Applying low distraction design to alerting systems
Writing yesterday's entry has left me with some thoughts on creating low-distraction alerting and monitoring systems. Obviously this should only include informative monitoring, but once you've got that you still need to present the information on what alerts are active in a good way. And because you want sysadmins to check your alerts page relatively frequently, you want it to be low distraction in the same way that email checks should be.
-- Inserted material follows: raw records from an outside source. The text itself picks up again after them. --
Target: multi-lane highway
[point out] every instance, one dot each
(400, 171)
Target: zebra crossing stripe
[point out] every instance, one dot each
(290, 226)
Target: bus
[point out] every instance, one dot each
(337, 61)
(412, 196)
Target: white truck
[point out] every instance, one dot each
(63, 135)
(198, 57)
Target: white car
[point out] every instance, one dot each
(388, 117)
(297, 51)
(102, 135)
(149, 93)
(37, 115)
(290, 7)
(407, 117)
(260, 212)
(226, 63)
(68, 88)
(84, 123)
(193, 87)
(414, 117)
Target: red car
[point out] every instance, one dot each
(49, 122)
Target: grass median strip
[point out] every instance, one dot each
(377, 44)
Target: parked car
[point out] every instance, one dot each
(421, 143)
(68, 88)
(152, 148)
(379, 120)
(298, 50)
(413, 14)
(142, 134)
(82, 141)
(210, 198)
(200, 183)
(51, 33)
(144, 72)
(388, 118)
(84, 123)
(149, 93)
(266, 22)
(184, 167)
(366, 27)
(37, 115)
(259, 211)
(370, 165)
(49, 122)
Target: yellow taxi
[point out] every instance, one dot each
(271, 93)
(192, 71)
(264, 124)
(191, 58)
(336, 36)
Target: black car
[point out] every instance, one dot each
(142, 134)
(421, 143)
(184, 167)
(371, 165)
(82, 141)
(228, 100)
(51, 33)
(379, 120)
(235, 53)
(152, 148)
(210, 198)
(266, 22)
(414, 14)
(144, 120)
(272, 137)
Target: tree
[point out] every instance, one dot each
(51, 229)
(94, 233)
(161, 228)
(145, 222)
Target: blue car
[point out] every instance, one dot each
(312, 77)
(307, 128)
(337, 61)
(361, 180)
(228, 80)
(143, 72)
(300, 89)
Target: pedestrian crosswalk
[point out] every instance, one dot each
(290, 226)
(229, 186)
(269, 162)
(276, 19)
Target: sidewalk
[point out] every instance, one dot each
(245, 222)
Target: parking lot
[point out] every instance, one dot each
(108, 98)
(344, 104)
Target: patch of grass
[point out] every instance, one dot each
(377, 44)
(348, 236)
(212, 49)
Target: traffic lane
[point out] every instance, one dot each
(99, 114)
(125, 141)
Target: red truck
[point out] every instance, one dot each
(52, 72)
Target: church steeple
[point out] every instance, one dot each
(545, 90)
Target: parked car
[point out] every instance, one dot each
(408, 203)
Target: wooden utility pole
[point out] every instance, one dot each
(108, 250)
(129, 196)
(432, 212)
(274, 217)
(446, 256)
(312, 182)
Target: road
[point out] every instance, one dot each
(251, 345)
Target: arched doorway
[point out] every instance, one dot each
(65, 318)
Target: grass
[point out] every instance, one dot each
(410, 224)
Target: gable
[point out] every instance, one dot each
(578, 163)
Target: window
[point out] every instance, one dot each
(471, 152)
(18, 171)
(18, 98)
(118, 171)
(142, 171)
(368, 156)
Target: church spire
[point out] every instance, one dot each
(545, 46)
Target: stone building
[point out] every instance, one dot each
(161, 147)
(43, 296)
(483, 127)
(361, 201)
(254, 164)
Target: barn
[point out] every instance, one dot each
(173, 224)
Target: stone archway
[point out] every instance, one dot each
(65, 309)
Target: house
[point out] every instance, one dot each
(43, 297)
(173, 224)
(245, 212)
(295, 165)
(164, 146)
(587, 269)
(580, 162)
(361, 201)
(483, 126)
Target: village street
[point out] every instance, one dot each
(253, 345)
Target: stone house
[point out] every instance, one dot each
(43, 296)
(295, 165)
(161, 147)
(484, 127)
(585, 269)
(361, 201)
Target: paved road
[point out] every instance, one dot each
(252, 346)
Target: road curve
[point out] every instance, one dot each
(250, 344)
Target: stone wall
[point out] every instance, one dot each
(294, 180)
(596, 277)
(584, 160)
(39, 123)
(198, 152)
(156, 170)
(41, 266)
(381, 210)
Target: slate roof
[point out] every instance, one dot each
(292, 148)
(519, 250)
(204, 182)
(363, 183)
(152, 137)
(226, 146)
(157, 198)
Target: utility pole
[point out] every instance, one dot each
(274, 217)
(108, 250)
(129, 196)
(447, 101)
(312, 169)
A low distraction system needs to show you enough information for you to make at least a preliminary decision, present events in some useful order, and let you shut it up. So, what I think you want is:
- a display that is organized by severity of alarm and reverse
chronological order within that, with the most recent alarm on
top and thus the most visible, with either the ages or the start
- some sort of one-line summary of each alarm's specific details,
so that you don't have to drill down further to find out what the
actual problem is.
- a way of hiding or dismissing specific alarms. Probably you should have a way of canceling this and re-revealing all current alarms.
For an added bonus, default to aggregating alarms together in some way if they are chronologically close enough (with an option to expand out the full details). This provides a natural way to condense cascade failures down into a single alert, crudely solving the alerting dependency problem.
Intuitively, I think that by priority and then chronologically is the right order to sort events into. In most situations I care more about a recent issue than an older one (after all, if the systems haven't entirely melted down by now the older issue can probably wait a bit longer), and more about an older high priority issue than a newer lower priority one. This is arguable and may depend on local circumstances.
(And the priorities may involve things like 'what machine is this reported on', with some machines being much more important than others.)